When investigating a Promise deletion issue it beneficial to have the logs of the Kratix operator open to see if any errors are being logged
kubectl -n kratix-platform-system logs <pod-name> -c manager | grep "controllers\.promise"
-
If the
kratix.io/delete-workflows
finalizer is not being removed, check to see whether the delete Workflow is failing and fix any issues preventing it from completing.kubectl -n kratix-platform-system get pods --selector kratix.io/promise-name=<promise-name> --selector kratix.io/work-action=delete
-
If the
kratix.io/workflows-cleanup
finalizer is not being removed, check to see whether the Workflows are failing to be deleted and manually cleanup any that are.kubectl -n kratix-platform-system get jobs --selector kratix.io/promise-name=<promise-name>
-
If the
kratix.io/resource-request-cleanup
finalizer is not being removed, check to see if the resource requests are failing to be deleted and resource requests are not delete for how to troubleshoot a resource request deletion failingkubectl get <resource-kind> -A
-
If the
kratix.io/dynamic-controller-dependant-resources-cleanup
finalizer is not being removed, check to see if any Kubernetes resources are failing to be deleted and try to manually clean up any remaining.kubectl get configmaps,roles,rolebindings,clusterroles,clusterrolebindings -A --selector kratix.io/promise-name=<promise-name>
-
If the
kratix.io/api-crd-cleanup
finalizer is not being removed, check to see whether the CRD is failing to be deleted and try to manually delete it.kubectl get crd --selector kratix.io/promise-name=<promise-name>
Workflow Pod isn't appearing
When a Workflow is scheduled, Kratix will create a pod to run the Workflow. If the specification for the Workflow is invalid, Kratix will fail to create the Pod. Check the logs of the Kratix operator to see if there are any errors and fix the relating issues in the Workflow.
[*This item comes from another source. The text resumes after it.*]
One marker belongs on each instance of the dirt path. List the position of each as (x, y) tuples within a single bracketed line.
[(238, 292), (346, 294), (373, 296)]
kubectl -n kratix-platform-system logs <pod-name> -c manager | grep <promise/resource name>
Workflow Pod stuck in CrashLoopBackOff
When a Workflow is scheduled, Kratix will create a pod to run the Workflow. If
the Pod fails Kubernetes will restart the pod. If the pod is failing multiple
times the pod will eventually go into CrashLoopBackoff
. In this scenario
Kratix will not try to reschedule the pod. You can force Kratix to reschedule a
new pod by triggering a manual
reconciliation
Workflow Pod doesn't have Kubernetes API access
A Workflow is, by default, given limited access to the Kubernetes API. You will see errors in the logs of the Workflow if it is trying to access the API without the correct permissions. To give the Workflow more access you need to create additional RBAC permissions. Check the documentation for how you can configure permissions for Workflows alongside some examples.